Many people prefer facts over the lies, propaganda, misrepresentations, exaggerations, cheats, scams, accusations, and other FUD promulgated by some of the media and many agencies, politicians and advertisers. They're not that hard to discern, for adults at least.
This move seems to fit right in with the rest of Mozilla's program.Seems like a good move ... and the majority of people on the Fediverse seem likely to agree.
Adults disagree on many things and are willing to kill each over those disagreements in some cases, even when it comes to what the "truth" is. So color me quite skeptical that any tool that anyone uses is going to be free from such biases unless it's solely in the domain of verifying mathematical correctness in some strictly defined ontological system.
The whole idea of universal 'Truth' is a big part of most of our problems, yes. As the pre-Platonic Protagoras tried to assert, we need to temper our judgements by recognizing that different perspectives lead to relatively different conclusions.
Facts that all can observe and agree on are the basis of tolerance of interpretations we can't agree on. For millenia, some have insisted that they have been gifted with some ultimate truths. Nonsense. So yes, agreed-on, observed facts are the basis what we need more of, with other sorts of assertions carrying much less weight.
We'll see, but I would argue that at least for most of the conversations worth having, fragmentation is good.
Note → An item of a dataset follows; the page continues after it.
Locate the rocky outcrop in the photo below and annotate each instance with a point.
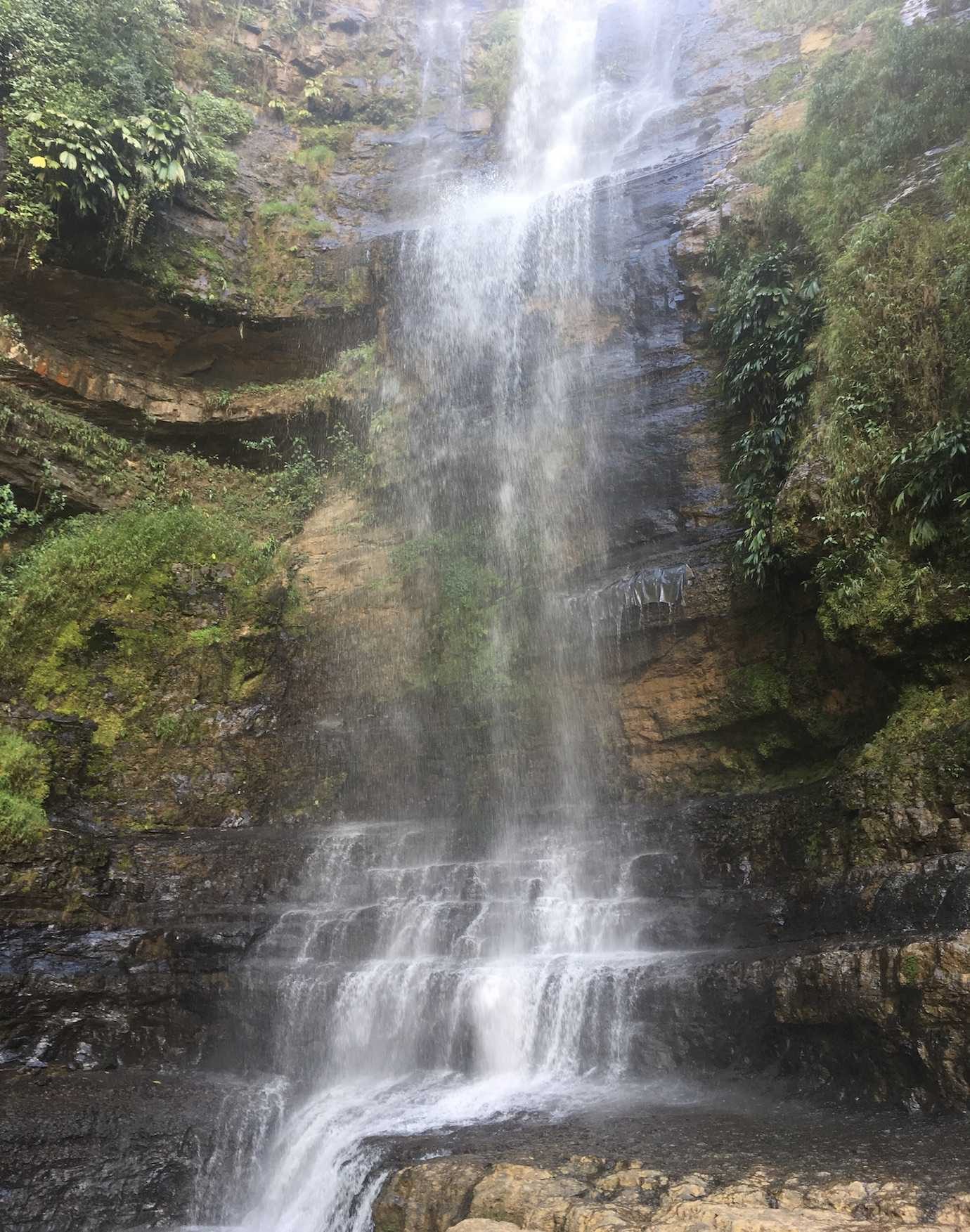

It is of course annoying and not what anyone wants in the short term, but it's also the only thing that has been observed in practice to semi-reliably prevent a social space from going to shit. Broad reach implies the strength of any one social relationship going to zero, and you have to multiply that small value by a big number to get any value worth the effort. And we all know where that logic leads.
On the other hand, people will probably do everything they can to "fix" it or work around it and broaden their reach, so it's hard to say anything about any specific technology or frontend.
At any rate, the future of social networking is not the fediverse, it's Nostr. ActivityPub simply has too many architectural shortcomings to be more than a novelty, in particular, you cannot guarantee that your audience receives your messages to them unless they're restricted to a subset of the network's servers. The fact that your identity is owned by a server admin is a centralizing force on the network, and different groups isolating from one another is a fragmenting force. It may be the case that such an architecture becomes standard, but it is not ideal, and seeing as it is early days with these social networking alternatives and there's already an architecurally superior option leads me to the conclusion that the fediverse will be eclipsed relatively soon.